@JC_Lavau
J’avoue avoir un peu de mal à vous suivre et, par exemple, n’avoir jamais entendu parler d’un « neurone de la conscience » qui serait en même temps un « neurone de la fuite ». En tout cas si j’ai marqué clairement mon désaccord avec la pensée de Dehaene, il y a au moins un point sur lequel je ne me suis pas avisé de le contredire, c’est qu’il n’y a pas de « neurones de la conscience », qu’induire directement de l’activité d’un neurone, ou même d’un groupe de neurones, un contenu conscient est une erreur., que, le plus souvent, les activités neurales du cerveau sont inconscientes même quand elle aboutissent à un comportement. Ce n’est pas du tout que je veuille priver les poissons ou même les nématodes (qui ont trois cents neurones) de toute conscience mais c’est que je veux éviter le recours à une causalité immédiate, simpliste et, cela est démontré, fausse, liant conscience et activité plus ou moins bien cernée des neurones.
Je me focalise bien sur la vision comme vous dites. Mais il ne vous a peut-être pas échappé que mon article : »Stanislas Dehaene nous a-t-il donné le « code de la conscience » ? » est une réaction à l’ouvrage de ce neurobiologiste intitulée : « Le code de la conscience ». Or, dans ce livre, Dehaene, s’il parle dans de courts passages de sensations sonores, se focalise lui aussi presque entièrement sur la vision.

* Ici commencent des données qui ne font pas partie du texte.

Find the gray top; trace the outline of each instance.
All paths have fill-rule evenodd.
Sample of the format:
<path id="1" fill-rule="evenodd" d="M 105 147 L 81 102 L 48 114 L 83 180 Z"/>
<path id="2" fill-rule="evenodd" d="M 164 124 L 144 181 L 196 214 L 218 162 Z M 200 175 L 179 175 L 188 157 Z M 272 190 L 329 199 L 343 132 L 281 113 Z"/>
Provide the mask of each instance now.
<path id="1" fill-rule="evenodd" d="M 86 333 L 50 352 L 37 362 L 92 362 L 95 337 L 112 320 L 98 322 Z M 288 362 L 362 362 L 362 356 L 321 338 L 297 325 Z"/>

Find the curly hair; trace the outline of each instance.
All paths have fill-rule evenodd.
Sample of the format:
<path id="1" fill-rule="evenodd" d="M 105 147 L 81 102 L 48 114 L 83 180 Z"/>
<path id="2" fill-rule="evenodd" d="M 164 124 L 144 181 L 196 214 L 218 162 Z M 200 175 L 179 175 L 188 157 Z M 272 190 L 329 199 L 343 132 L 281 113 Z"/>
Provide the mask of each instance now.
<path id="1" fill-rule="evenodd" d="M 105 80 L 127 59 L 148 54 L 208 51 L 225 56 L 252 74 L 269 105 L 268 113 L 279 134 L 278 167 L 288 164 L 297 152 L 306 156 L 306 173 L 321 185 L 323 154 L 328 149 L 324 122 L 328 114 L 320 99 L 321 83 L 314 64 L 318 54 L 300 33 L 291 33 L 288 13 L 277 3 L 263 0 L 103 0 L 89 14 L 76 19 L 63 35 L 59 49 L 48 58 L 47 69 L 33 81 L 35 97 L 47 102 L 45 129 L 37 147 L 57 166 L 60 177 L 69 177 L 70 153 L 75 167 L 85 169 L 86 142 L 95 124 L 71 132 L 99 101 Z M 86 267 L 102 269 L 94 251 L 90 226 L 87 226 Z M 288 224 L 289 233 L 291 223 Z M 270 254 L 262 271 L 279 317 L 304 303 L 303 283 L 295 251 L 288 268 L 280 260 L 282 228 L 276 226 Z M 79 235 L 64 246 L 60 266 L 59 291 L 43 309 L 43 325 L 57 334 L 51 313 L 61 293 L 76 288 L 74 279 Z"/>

C’est à ce point vrai que dans un chapitre crucial au niveau philosophique : « théoriser la conscience », il s’emploie à expliquer comment se construit, se réalise l’image que nous percevons en regardant la Joconde par exemple. Il apparaît bien que l’image dont il parle c’est cette étendue de formes et de couleurs ayant un haut et un bas, une gauche et une droite, telle que nous en avons l’un et l’autre une notion immédiate en fixant ce qui est devant nos yeux et telle que les aveugles de naissance ne l’auront jamais. Or cette image, pour Dehaene, elle est bien le résultat de l’intégration de données produites par le fonctionnement de réseaux de neurones dont aucun n’est générateur par lui-même de conscience.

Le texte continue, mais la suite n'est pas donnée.